Convinha que morasse no tálamo celestial aquela que o Eterno Pai desposara.
Convinha que aquela que viu o seu Filho na cruz, com o coração traspassado por
uma espada de dor de que tinha sido imune no parto, contemplasse assentada à
direita do Pai. Convinha que a Mãe de Deus possuísse o que era do Filho, e que
fosse venerada por todas as criaturas como Mãe e Serva do mesmo Deus".(12)
22. Condizem com essas palavras de s. João
Damasceno as de muitos outros que afirmam a mesma doutrina. E não são menos
expressivas, nem menos exatas, as palavras que se encontram nos sermões
proferidos pelos santos Padres mais antigos ou da mesma época, ordinariamente
por ocasião dessa festividade. Assim, para citar outro exemplo, s. Germano de
Constantinopla julgava que a incorrupção do corpo da virgem Maria Mãe de Deus,
e a sua assunção ao céu são corolários não só da sua maternidade divina, mas
até da santidade singular daquele corpo virginal: "Vós, como está escrito,
aparecestes 'em beleza'; o vosso corpo virginal é totalmente santo, totalmente
casto, totalmente domicílio de Deus de forma que até por este motivo foi isento
de desfazer-se em pó; foi, sim, transformado, enquanto era humano, para viver a
vida altíssima da incorruptibilidade; mas agora está vivo, gloriosíssimo,
incólume e participante da vida perfeita".(13) Outro escritor antiquíssimo
assevera por sua vez: "A gloriosíssima Mãe de Cristo, Deus e Salvador
nosso, dador da vida e da imortalidade, foi glorificada e revestida do corpo na
eterna incorruptibilidade, por aquele mesmo que a ressuscitou do sepulcro e a
chamou a si duma forma que só ele sabe".(14)
23. À medida que a festa litúrgica se foi
espalhando, e celebrando mais devotamente, maior foi o número de bispos e
oradores sagrados que julgaram de seu dever explicar com toda a clareza o
mistério que se venerava nesta solenidade e mostrar como ela estava intimamente
relacionada com as outras verdades reveladas.
Testemunho dos teólogos
24. Entre os teólogos escolásticos, não
faltaram alguns, que, pretendendo penetrar mais profundamente nas verdades
reveladas, e mostrar o acordo entre a chamada razão teológica e a fé católica,
notaram a estreita conexão existente entre este privilégio da assunção da
santíssima Virgem e as demais verdades contidas na Sagrada Escritura.
25. Partindo desse pressuposto, apresentam
diversas razões para corroborar esse privilégio mariano. A razão primária e
fundamental diziam ser o amor filial de Cristo para o levar a querer a assunção
de sua Mãe ao céu.
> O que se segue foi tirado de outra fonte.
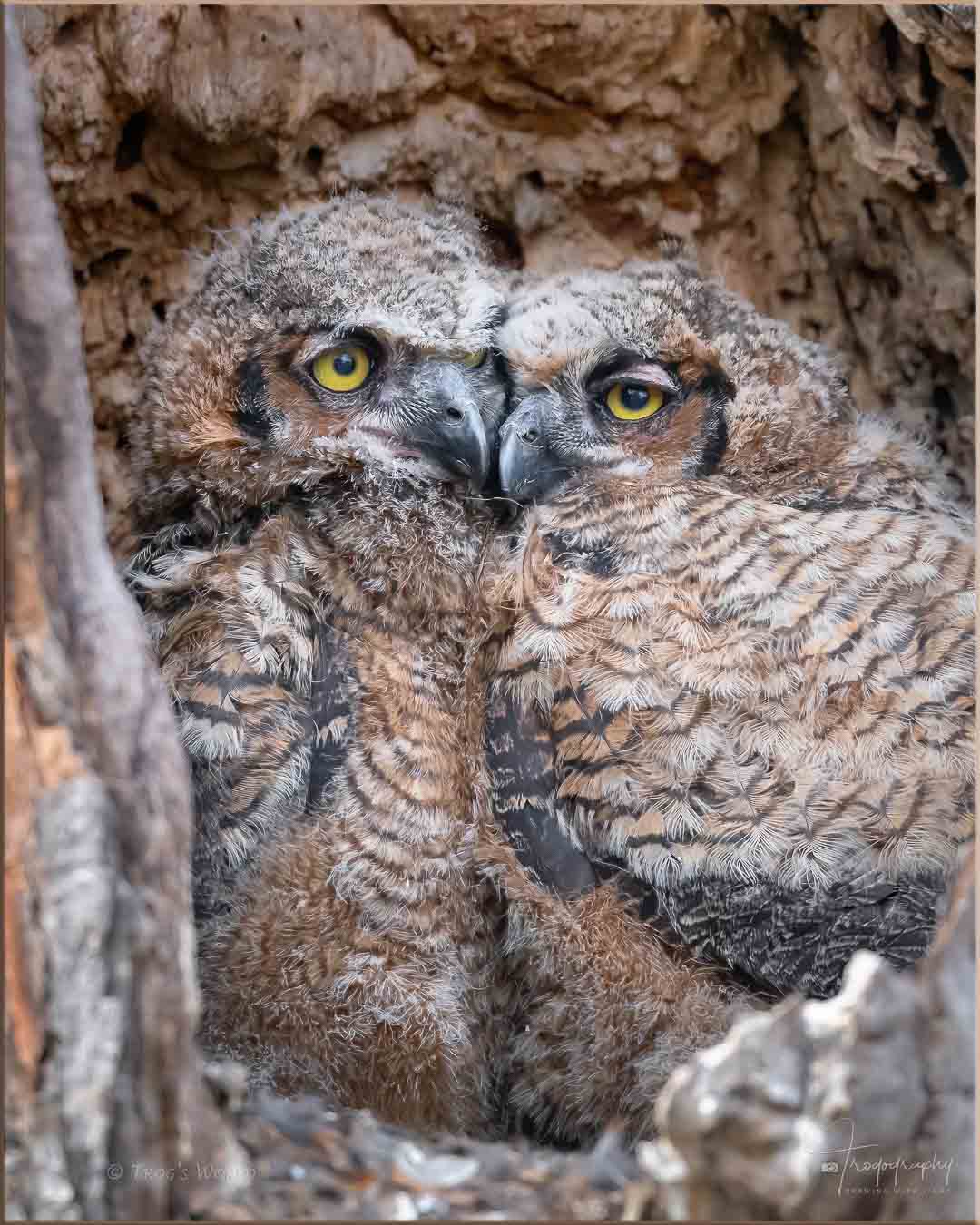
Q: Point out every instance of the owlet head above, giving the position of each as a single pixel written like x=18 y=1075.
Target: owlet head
x=651 y=370
x=354 y=335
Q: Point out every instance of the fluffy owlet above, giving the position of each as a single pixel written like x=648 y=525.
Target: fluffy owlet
x=321 y=416
x=738 y=669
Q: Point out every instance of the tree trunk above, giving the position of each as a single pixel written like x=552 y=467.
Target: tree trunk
x=103 y=1075
x=160 y=122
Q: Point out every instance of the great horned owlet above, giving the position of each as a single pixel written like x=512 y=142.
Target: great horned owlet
x=320 y=418
x=737 y=671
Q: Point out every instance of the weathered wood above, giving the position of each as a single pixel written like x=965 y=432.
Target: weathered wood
x=858 y=1108
x=104 y=1075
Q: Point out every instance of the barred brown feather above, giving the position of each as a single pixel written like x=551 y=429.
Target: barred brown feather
x=309 y=573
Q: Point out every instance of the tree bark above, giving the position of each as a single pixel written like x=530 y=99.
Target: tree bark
x=858 y=1108
x=111 y=1110
x=103 y=1075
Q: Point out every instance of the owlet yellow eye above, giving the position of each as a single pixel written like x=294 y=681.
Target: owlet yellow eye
x=342 y=369
x=633 y=402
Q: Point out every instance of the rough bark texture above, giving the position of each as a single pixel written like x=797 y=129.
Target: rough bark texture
x=100 y=972
x=819 y=157
x=823 y=158
x=858 y=1108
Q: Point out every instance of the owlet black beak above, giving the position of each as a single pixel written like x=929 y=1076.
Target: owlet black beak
x=528 y=468
x=455 y=436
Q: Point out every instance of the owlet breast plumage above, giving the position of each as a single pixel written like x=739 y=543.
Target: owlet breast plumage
x=746 y=612
x=321 y=413
x=734 y=672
E advertiam mais, que a força dos argumentos se baseava na
incomparável dignidade da sua maternidade divina e em todas as graças que dela
derivam: a santidade altíssima que excede a santidade de todos os homens e
anjos, a íntima união de Maria com o seu Filho, e sobretudo o amor que o Filho
consagrava a sua Mãe digníssima.
26. Muitas vezes os teólogos e oradores sagrados, seguindo os passos dos santos Padres,(15)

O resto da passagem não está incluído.